Sex Offender who escapes jail time speaks to WAFF 48 Investigators

Sex Offender who escapes jail time speaks to WAFF 48 Investigators

A Huntsville man will not receive any jail time after he sexually abused three of his adopted children.

WAFF 48 Investigator Jeanie Powell and her photographer are very familiar with the law when it comes to sex offenders, especially since they oversee WAFF 48's To Catch a Predator.

They spoke with the man himself.

Because of his guilty plea, Jerry Wayne Love is now deemed a convicted sex offender.

His four adopted children have been placed in other homes.

Because our first priority is protecting the victims involved, we chose not to air a good portion of our discussion.

Love says, "I'm an ordained elder... My wife and I are foster parents.  We were Fosters Parents of the Year, 1999, we'd been taking care of kids."

In a Madison County courtroom Love pleaded guilty to sexually abusing three of his adopted children.

But the abuse wasn't just a one time occurrence.

Love had 10 counts of sodomy and three counts of sexual abuse against him, but all of those charges were dropped in exchange for a guilty plea.

Jeanie asked Love, "Why did you plead guilty?"

He responded, "Because it was a plea deal and it was a choice.  My attorney said the odds of getting a fair trial by jury here was going to be very little.  Once it came between and adult and children I had little or no chance."
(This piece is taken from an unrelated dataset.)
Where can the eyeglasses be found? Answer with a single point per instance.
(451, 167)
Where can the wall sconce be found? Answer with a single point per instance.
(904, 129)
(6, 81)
Judge Karen Hall sentenced love to 15 years on each first degree sodomy charge, but went with the prosecution's recommendation.

Love will only serve five years probation, and is ordered to complete the two year North Alabama Sex Offender Group Treatment Program.

Love says, "No, I don't feel ok.  I'd be a fool. I'm innocent."

Jeanie asked, "Did you serve any jail time?"

He responded, "They arrested me back last year and I served two weeks, four days, 12 hours, and some odd minutes."

The supervisor over the state probation and parole office tells WAFF 48 News Love has to report into their office in person every month.

He can't get any new offenses, and could be subjected to drug testing and home visits.

Investigators say his terms also mean he must adhere to Community Notification laws.

That means no living less than 2000 feet from a school or daycare.

Love cannot have children, even his own, living in his home.

The sex offender must register with Huntsville Police twice a year.

Investigators have already made one appointment.

Dr. Frankie Preston oversees the treatment program and hopes assignments like interaction in group settings with other offenders will allow patients to take responsibility for what they did and not do it again.

Preston says, "The best thing we can do is try and manage any of the stressors or risks that might increase the probabilities that this problem would surface again."

Agencies hope that the most important people in these cases, the innocent victims, can find the help and road to recovery they need to overcome something they never deserved.

We contacted the district attorney's office several times to get more information about this sentencing.

We were told a statement wouldn't likely be released until Wednesday.